I find the older one gets, the harder it is to find and make true friends. Some time ago I had many real life friends, some with whom I had kept relationships going since junior school, people that I shared and did everything with - even until long after high school. And then one day, about ten years ago - I lost every single one of them, every single one - including a best friend I had known 14 years.
The event that precipitated this? My coming out as transgender. It seems that suddenly people didn't know me anymore (or want to know me) and were suddenly far too busy to call, talk, or socialize. Suddenly, everybody was a workaholic. Suddenly, people weren't talking to me as much as at or about me. Even my best friend at the time - a guy I had known since starting high school, who was as a brother to me, and who had been quite comfortable with the thought of me being bisexual (as long as it was closeted) - was suddenly afraid to be around me in case people started doubting his manhood.
It seems that when you keep your nature a secret, and when you lie about who you are, people love you - and when you reveal yourself and live honestly, they despise you and even fear you for it.
But life goes on, you make friends, you lose them, you make new friends, they move on, you move on, friendships become less close as this process continues.
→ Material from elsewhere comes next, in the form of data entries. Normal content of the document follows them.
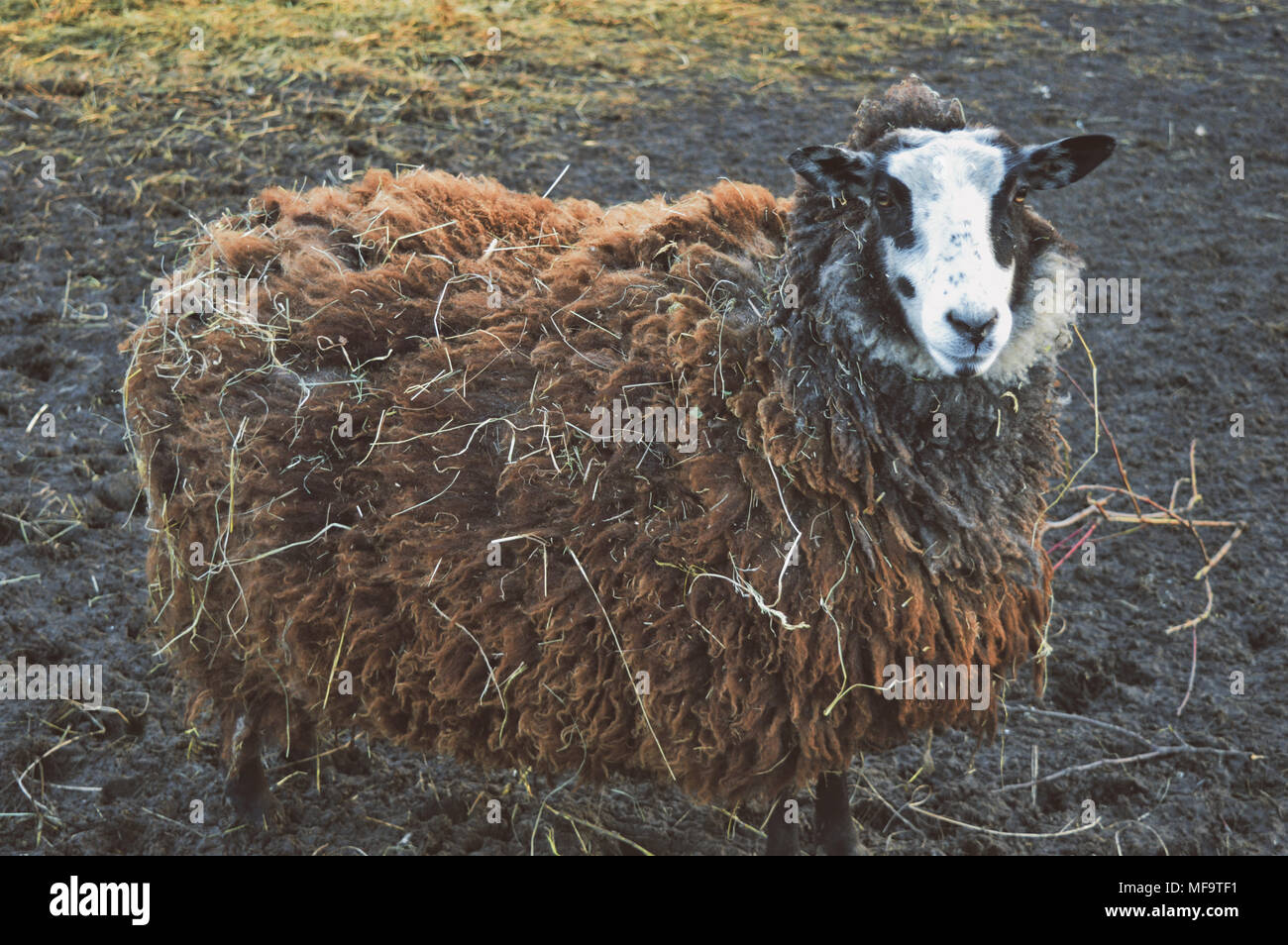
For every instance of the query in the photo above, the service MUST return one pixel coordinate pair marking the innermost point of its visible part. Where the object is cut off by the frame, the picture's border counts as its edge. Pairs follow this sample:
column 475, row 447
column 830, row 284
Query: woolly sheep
column 386, row 492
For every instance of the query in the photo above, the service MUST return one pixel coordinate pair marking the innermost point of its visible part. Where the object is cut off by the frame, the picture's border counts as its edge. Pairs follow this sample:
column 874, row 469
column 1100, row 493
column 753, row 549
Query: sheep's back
column 377, row 502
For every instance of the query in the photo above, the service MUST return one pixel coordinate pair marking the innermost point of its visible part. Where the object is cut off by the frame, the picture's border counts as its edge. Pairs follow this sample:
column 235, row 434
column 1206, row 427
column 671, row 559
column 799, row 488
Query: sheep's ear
column 1059, row 163
column 835, row 171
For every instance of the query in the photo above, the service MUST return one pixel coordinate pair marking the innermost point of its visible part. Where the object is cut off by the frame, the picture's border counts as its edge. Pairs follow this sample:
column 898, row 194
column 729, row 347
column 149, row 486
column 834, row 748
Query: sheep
column 386, row 490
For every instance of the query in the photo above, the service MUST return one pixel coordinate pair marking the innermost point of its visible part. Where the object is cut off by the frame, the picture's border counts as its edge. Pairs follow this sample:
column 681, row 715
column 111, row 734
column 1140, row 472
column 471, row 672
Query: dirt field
column 117, row 138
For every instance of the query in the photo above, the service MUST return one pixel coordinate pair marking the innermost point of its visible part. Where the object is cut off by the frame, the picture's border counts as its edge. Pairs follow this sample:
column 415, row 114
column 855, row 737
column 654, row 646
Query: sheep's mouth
column 964, row 365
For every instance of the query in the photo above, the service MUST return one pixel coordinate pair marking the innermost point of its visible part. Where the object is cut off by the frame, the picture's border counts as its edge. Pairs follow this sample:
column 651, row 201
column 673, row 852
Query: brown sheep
column 385, row 496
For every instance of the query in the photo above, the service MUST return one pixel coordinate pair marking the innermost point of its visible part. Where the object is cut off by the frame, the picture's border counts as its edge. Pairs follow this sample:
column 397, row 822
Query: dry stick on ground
column 1155, row 751
column 1168, row 515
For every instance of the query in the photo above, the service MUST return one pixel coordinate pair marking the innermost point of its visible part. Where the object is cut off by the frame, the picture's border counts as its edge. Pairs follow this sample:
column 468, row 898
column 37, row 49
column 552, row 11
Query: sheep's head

It is rare these days to find friends who will really stick with you through your whole life - and who prove it.
The thing I've learned is to give abundantly of myself to my friends, and to accept what they are willing to offer in return, without expecting anything. That way I don't get disappointed. That way, they don't get too close. It saves me a lot of hurt in the long run.
So my advice to you is, when or wherever you find friends - appreciate them, love them. Enjoy life, enjoy them - they won't be there forever. Neither will you.